Application of the nine AHRQ PSIs to routine hospital admissions data for the 2005/6 fiscal year revealed a total of 35,918 potential adverse events in English hospitals. Potential adverse events were typically associated with higher mortality, unplanned readmission rates, and longer lengths of stay.
The PSI reports were sent to all National Health Service hospital trusts (a trust can comprise several hospitals) in England. An independent health care information company-Dr. Foster Intelligence, a public-private partnership that aims to improve health care quality through information-distributed the reports. Dr. Foster Intelligence tools provided support for Bottle, Aylin, and colleagues to develop the monitoring tool.
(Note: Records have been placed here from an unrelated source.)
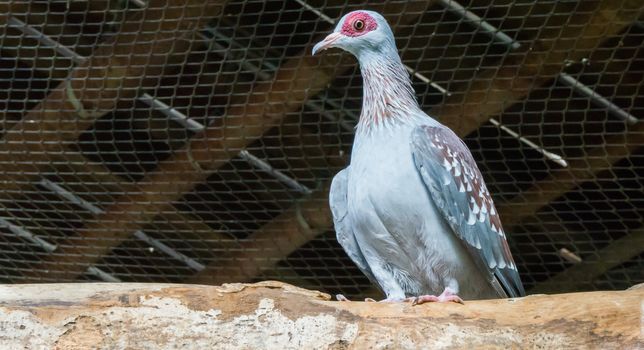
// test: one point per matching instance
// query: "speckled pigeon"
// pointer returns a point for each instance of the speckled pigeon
(412, 210)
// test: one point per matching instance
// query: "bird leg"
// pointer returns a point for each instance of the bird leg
(340, 297)
(447, 296)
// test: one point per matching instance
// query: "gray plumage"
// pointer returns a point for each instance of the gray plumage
(412, 210)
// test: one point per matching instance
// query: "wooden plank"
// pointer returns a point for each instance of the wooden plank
(583, 274)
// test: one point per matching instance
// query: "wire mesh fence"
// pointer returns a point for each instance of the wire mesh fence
(194, 141)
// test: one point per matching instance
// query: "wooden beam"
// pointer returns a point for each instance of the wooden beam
(134, 59)
(279, 316)
(248, 117)
(516, 73)
(583, 274)
(272, 243)
(536, 63)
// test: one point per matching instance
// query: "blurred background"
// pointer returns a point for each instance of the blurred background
(193, 141)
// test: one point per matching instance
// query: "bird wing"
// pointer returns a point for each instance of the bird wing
(342, 223)
(455, 184)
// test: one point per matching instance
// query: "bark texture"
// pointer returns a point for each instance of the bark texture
(273, 315)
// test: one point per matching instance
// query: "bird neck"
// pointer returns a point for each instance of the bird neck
(388, 97)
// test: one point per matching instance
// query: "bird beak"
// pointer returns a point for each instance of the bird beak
(328, 42)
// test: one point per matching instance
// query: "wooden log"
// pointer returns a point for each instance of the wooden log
(279, 316)
(247, 118)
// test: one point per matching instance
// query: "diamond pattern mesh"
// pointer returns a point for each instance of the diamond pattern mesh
(194, 141)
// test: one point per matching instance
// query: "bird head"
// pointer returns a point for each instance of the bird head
(361, 33)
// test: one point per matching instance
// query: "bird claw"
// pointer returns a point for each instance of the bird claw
(340, 297)
(447, 296)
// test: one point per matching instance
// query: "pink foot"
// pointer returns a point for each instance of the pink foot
(447, 296)
(340, 297)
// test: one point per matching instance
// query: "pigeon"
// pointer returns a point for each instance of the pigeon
(412, 210)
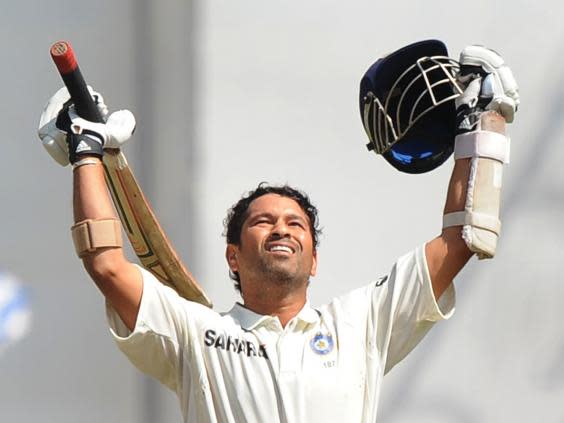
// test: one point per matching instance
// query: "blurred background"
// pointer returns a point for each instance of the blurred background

Bottle says, "We know anecdotally that the PSIs are being used in hospitals with access to Dr. Foster Intelligence information tools-around 70 percent of acute hospitals in England."
The hospital trusts each received a 1-year report with their raw and adjusted rates for each PSI compared with national figures. They were invited to respond with their level of interest in the indicators and their own rates. "Twenty-one percent of hospital trusts responded to being sent their figures, and most were positive about using these PSIs in principle," according to the researchers.
The PSIs that were translated and used include the following:
- Decubitus ulcer.
- Postoperative hip fracture.
- Death in low mortality diagnosis related groups.
- Foreign body left during procedure.
- Selected infections due to medical care.
- Obstetric trauma: third- and fourth-degree lacerations-vaginal with instrument.
- Obstetric trauma: third- and fourth-degree lacerations-vaginal without instrument.
- Obstetric trauma: third- and fourth-degree lacerations-Caesarian delivery.
Bottle A, Aylin P. Application of AHRQ patient safety indicators to English hospital data. Qual Saf Health Care 2009;18(4):303-8.
Bottle A, Aylin P. How NHS trusts could use patient safety indicators to improve care. Health Care Risk Rep 2008;14(6):12-14.
Bottle A, Aylin P. Intelligent information: a national system for monitoring clinical performance. Health Serv Res 2008;43(1 Pt 1):10-31.